Now 90 years old, the Back Bay resident is busy helping others scale the ladder of opportunity by making large gifts to further public education and promote the study and practice of nonviolence.

“Sid is indefatigable in his pursuit of the very best for humanity,” says Peter Kelly, President of the Boston Latin School Association, an independent nonprofit that supports the public exam school. “He is clear that the best route forward is making sure that young people learn to walk a different path than the one that’s being demonstrated by world leaders today. He’s a personal inspiration.”

After graduating from Boston Latin in 1941 at age 16, Topol enrolled in the University of Massachusetts but interrupted his studies to become an officer in the Army Air Corps. He served as a radar officer in the U.S. Army occupying Tokyo after World War II and returned home to finish his degree in physics, pursue graduate studies at the University of California, Berkeley, and work as an engineer and executive at Raytheon Corp. In 1971, he moved south to become president of Scientific-Atlanta, a small technology firm that helped develop the first portable satellite receiver for the cable television industry. This made it possible for cable companies to create and distribute their own programming for the first time, and the firm’s revenues ballooned from $16 million to $600 million a year during Topol’s 19-year tenure as president, CEO or chairman of the board.
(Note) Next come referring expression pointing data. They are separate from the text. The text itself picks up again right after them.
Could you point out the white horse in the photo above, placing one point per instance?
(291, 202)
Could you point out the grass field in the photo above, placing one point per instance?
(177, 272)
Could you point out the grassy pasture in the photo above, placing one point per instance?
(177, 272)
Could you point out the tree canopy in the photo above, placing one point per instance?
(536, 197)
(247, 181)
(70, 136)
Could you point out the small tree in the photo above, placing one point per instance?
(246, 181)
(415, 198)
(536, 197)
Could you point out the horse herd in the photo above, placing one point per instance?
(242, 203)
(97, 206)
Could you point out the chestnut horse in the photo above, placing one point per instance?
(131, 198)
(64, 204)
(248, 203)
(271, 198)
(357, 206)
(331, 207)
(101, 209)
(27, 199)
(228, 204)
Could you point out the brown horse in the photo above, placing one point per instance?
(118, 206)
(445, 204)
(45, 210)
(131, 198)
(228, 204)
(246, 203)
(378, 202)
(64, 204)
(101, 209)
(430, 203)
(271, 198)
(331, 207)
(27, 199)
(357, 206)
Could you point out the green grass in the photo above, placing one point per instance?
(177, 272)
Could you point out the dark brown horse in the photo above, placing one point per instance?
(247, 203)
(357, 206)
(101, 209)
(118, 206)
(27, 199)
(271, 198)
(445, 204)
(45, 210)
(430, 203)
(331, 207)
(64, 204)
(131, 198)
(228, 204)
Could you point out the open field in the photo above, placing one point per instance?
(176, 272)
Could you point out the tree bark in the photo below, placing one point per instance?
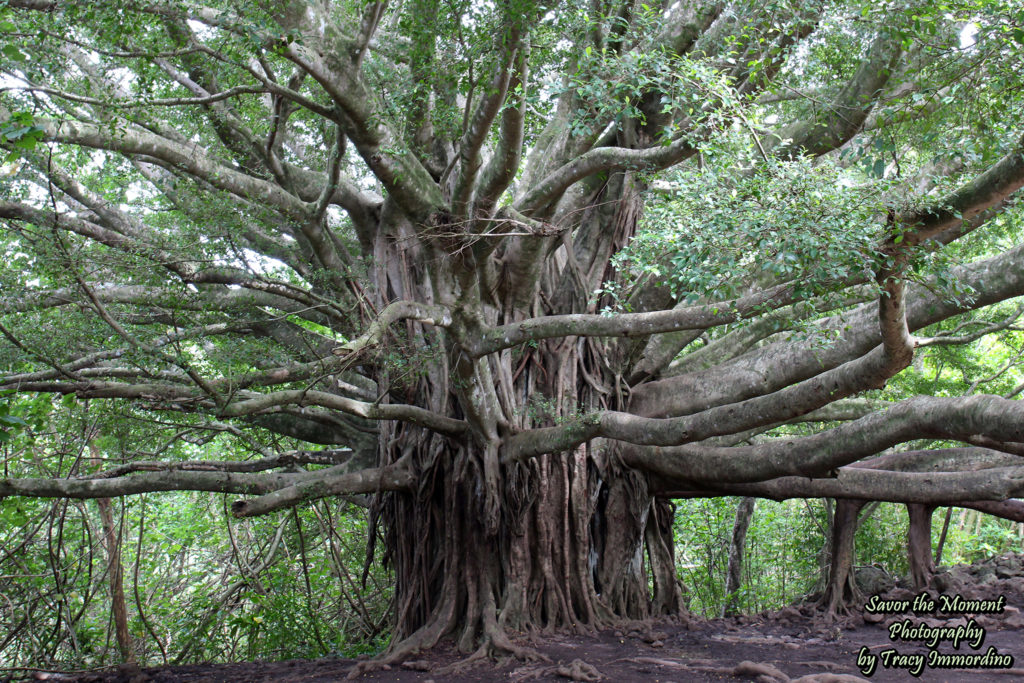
(841, 591)
(115, 573)
(919, 544)
(744, 513)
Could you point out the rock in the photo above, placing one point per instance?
(873, 581)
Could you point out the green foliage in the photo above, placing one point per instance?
(813, 224)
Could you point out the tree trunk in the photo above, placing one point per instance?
(744, 513)
(842, 589)
(564, 540)
(115, 572)
(919, 544)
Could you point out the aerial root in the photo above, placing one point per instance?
(423, 639)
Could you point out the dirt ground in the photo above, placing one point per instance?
(794, 644)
When Topol returned to Boston in 1990, a friend recommended the Boston Foundation as a place to do his philanthropy. He set up a Donor Advised Fund that he replenishes annually with low-cost-basis stock and has given away $3.9 million from the fund since 1991.
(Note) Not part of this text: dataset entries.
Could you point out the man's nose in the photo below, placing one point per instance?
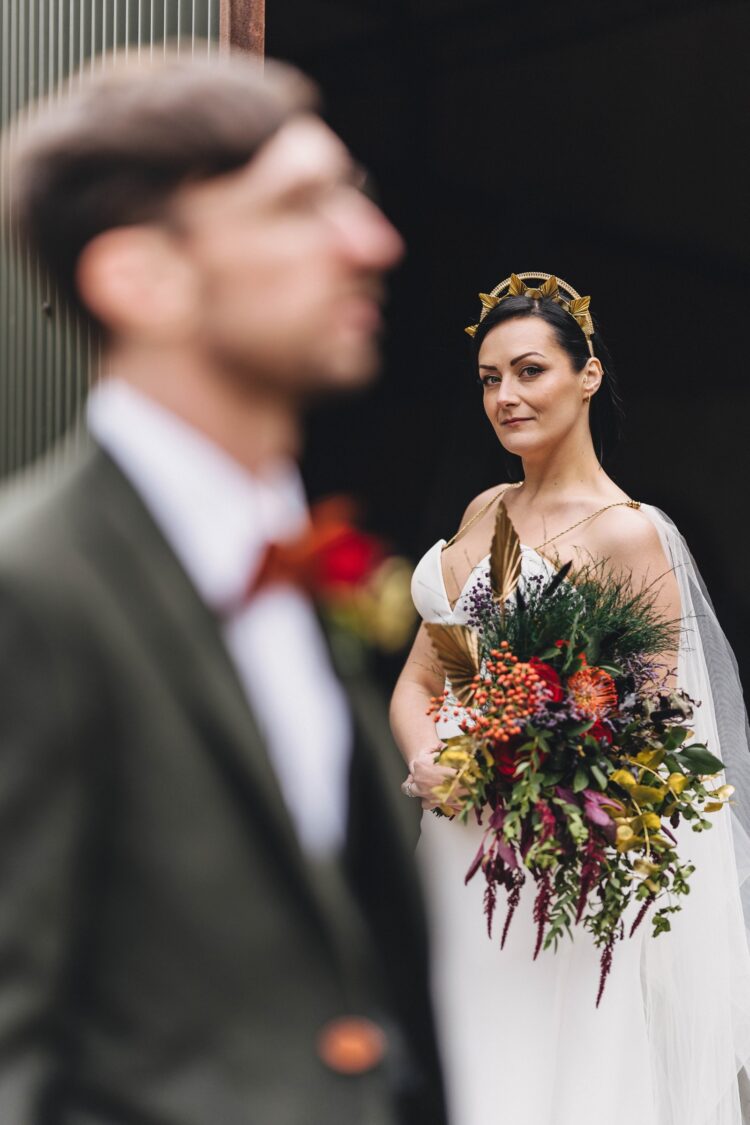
(369, 239)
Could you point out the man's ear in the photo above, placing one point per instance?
(138, 284)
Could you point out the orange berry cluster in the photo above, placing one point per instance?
(507, 693)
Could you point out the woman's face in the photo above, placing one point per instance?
(532, 394)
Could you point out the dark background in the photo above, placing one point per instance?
(603, 142)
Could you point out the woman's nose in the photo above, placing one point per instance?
(505, 392)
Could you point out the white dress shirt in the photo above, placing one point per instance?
(218, 519)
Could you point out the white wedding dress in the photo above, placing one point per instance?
(522, 1041)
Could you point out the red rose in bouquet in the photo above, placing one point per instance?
(506, 757)
(547, 673)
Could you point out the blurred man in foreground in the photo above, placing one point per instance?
(208, 909)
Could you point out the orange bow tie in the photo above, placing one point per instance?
(328, 556)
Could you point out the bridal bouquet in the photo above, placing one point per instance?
(574, 755)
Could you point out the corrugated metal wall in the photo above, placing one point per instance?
(46, 359)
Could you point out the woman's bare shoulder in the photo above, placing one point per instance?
(481, 500)
(626, 536)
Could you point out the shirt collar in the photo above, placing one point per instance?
(216, 514)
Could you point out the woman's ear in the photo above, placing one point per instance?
(593, 376)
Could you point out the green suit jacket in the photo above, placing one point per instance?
(168, 954)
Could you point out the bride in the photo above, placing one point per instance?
(522, 1040)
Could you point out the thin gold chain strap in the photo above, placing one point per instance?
(619, 503)
(481, 511)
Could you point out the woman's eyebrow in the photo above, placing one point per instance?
(491, 367)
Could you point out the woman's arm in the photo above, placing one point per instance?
(421, 680)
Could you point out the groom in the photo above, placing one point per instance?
(208, 909)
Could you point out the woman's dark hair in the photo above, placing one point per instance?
(606, 411)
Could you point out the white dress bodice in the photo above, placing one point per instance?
(522, 1040)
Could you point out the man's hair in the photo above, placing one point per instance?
(117, 145)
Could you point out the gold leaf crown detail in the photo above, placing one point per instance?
(552, 287)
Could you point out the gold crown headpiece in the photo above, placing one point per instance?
(560, 291)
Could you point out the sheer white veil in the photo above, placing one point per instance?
(696, 979)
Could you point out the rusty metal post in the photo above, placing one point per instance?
(243, 26)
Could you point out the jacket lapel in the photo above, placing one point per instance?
(136, 559)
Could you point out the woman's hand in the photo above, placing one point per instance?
(425, 776)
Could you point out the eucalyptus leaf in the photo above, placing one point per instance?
(699, 759)
(599, 776)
Topol credits his wife, Libby, and his mother, Dora, for getting him into philanthropy, and says his three daughters endorse his efforts. “They are very clear with me – it’s family money I’m giving away and they are very supportive,” he says. “They’re not interested in having my name on a building. They want to help people.”

In explaining his commitment to public education, he cites his own experience at Boston Latin and recounts a story about his granddaughter, a teacher in a New York City public school. “She called a mother about a child who had some real problems, and the mother said, ‘I can’t help you, I’m too busy trying to put food on the table.’ The public schools have to teach all the kids; the kids whose parents who aren’t interested, the kids whose parents have disappeared, the kids whose parents have been killed on the street with guns.” He calls poverty “a huge anti-education problem.”

Topol’s investments in education include gifts to Boston Latin, scholarships at the University of Massachusetts, and travel and research grants for “Topol Fellows” who are pursuing Ph.D. studies in nonviolence at UMass, Tufts and Brandeis. He also serves on the board of Americans for Peace Now, which advocates for durable Israeli-Palestinian and Israeli-Arab peace based on a two-state solution, and was honored with its inaugural Leonard Fein Justice Award this year.

“Sid would like to see people develop an understanding of how you can use nonviolence to improve interactions among communities, states and countries,” says Steve Goodwin, dean of the College of Natural Sciences at UMass Amherst. “His whole notion is to avoid conflict rather than pursue conflict management or resolution. He wants to create a set of practitioners out there who believe that that’s a possibility.”